With my trusty wheelbarrow and 15 trips from the barn to the garden, I created two pocket gardens between my dad’s original raised-beds with 30 bales of hay. In the larger garden, about 12’x14’, I’ll plant pumpkins, squash, and cucumbers to tumble down into the inner hay-covered courtyard. In the second narrower bed, 6’x14’, I’ll plant peppers and eggplant up above in the hay bales and in the lower section, I’ll line the bottom with soil and plant my fingerling potatoes, covering them with more soil, and adding soil as they grow.
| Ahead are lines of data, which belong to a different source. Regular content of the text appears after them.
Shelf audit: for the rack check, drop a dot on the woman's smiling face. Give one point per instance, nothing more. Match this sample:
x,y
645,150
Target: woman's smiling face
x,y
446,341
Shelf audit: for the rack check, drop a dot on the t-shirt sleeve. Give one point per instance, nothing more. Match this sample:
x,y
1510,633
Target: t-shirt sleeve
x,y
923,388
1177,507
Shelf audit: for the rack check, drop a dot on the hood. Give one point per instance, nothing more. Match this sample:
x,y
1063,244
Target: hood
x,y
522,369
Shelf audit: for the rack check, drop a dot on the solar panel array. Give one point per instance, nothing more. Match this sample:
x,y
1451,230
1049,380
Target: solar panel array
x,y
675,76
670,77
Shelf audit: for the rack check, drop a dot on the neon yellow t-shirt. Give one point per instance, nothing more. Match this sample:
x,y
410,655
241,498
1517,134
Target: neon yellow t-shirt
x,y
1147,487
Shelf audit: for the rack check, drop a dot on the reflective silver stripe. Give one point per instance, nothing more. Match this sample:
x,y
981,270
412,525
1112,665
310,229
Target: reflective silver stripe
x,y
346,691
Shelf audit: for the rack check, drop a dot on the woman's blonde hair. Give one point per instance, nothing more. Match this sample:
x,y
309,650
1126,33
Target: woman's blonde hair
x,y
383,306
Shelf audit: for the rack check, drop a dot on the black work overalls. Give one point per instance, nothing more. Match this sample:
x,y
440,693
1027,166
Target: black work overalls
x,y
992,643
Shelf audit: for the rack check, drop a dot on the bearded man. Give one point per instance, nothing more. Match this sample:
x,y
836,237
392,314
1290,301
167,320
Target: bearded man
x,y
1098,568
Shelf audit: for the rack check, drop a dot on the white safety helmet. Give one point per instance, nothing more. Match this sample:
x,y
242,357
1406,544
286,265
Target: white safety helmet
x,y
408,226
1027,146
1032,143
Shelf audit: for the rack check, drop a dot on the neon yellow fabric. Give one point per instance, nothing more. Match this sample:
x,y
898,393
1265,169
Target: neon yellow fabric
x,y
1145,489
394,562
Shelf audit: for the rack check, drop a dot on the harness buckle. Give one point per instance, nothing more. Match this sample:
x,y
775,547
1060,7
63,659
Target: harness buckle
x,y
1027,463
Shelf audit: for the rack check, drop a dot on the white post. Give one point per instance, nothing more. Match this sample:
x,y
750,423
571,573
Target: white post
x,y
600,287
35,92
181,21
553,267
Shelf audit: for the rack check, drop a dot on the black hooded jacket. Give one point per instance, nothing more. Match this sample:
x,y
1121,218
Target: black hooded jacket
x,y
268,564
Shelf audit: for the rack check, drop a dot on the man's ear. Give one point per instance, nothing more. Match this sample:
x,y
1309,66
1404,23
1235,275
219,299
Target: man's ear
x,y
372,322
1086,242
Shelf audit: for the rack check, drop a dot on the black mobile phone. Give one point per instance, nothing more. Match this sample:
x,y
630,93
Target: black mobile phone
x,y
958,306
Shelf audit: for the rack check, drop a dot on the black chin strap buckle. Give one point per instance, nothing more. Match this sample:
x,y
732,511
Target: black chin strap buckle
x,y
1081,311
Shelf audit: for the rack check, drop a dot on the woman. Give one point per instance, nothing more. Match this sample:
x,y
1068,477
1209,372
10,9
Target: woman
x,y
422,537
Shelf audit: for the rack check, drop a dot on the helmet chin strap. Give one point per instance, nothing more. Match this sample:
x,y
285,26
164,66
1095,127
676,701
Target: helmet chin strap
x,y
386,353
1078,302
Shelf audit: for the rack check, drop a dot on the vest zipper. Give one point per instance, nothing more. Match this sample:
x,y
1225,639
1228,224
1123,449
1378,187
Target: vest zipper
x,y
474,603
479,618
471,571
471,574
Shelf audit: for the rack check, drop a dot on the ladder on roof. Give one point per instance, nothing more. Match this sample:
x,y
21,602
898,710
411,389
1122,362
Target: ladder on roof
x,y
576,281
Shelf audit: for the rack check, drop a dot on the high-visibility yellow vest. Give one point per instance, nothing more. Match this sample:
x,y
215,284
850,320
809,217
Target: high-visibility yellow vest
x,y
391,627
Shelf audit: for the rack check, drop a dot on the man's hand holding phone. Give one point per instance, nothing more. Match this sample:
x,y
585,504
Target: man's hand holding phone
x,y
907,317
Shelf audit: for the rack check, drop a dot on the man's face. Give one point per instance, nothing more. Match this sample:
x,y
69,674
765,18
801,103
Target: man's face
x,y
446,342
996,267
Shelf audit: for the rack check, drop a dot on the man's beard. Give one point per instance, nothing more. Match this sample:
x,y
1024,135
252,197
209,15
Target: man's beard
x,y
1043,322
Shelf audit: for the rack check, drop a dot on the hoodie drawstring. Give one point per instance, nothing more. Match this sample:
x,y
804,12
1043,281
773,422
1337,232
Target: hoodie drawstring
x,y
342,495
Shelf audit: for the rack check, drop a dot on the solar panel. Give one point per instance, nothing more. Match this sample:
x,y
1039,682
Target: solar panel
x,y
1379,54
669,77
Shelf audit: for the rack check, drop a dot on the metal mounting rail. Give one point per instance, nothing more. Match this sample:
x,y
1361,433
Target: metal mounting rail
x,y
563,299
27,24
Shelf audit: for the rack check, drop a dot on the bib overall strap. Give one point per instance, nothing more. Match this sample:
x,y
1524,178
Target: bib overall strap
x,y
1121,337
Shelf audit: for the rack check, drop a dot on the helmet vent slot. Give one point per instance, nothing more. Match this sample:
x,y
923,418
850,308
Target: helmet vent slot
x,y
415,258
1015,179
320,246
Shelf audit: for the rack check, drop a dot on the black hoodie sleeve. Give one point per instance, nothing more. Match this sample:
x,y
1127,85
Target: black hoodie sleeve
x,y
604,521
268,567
With May Day approaching, you too can design a bale garden and plant by Memorial Day. After arranging your bales, you soak them daily with water for two weeks. The third week you apply a cup of high nitrogen fertilizer on each bale to get composing action going, repeat two days later, and two days after that. Each time, you water the fertilizer in, but you don’t water it through.  By the end of the third week, if you put your finger in the bale, it should feel hot, which means it is composting. On the fourth week, keep bales moist and let them cool. By then, your bales are prepped and ready for planting. Use your hands to make two holes in each bale and fill with a little compost or soil, and insert your seedling. Water in.

If we don’t get enough help with rain from Mother Nature, you will have to water plants occasionally, as you would for any garden plant, but hay helps retain moisture better than straw does.

That’s it for today’s simple bale garden lesson. Tomorrow’s blog, the twists and turns of frank farming. Laurie Lynch

May Day Special: Robyn Jasko, Kuztown resident and co-founder (with husband Paul David) of websites Dine Indie and Grow Indie, has written Homesweet Homegrown: How to Grow, Make and Store Food, No Matter Where You Live. The book is available at bookstores and on Amazon.com May 1 for $9.95.

An Apology: Yesterday I attended another writing conference and learned that as a blogger I'm supposed to respond to all blog comments. I promise to do so in the future.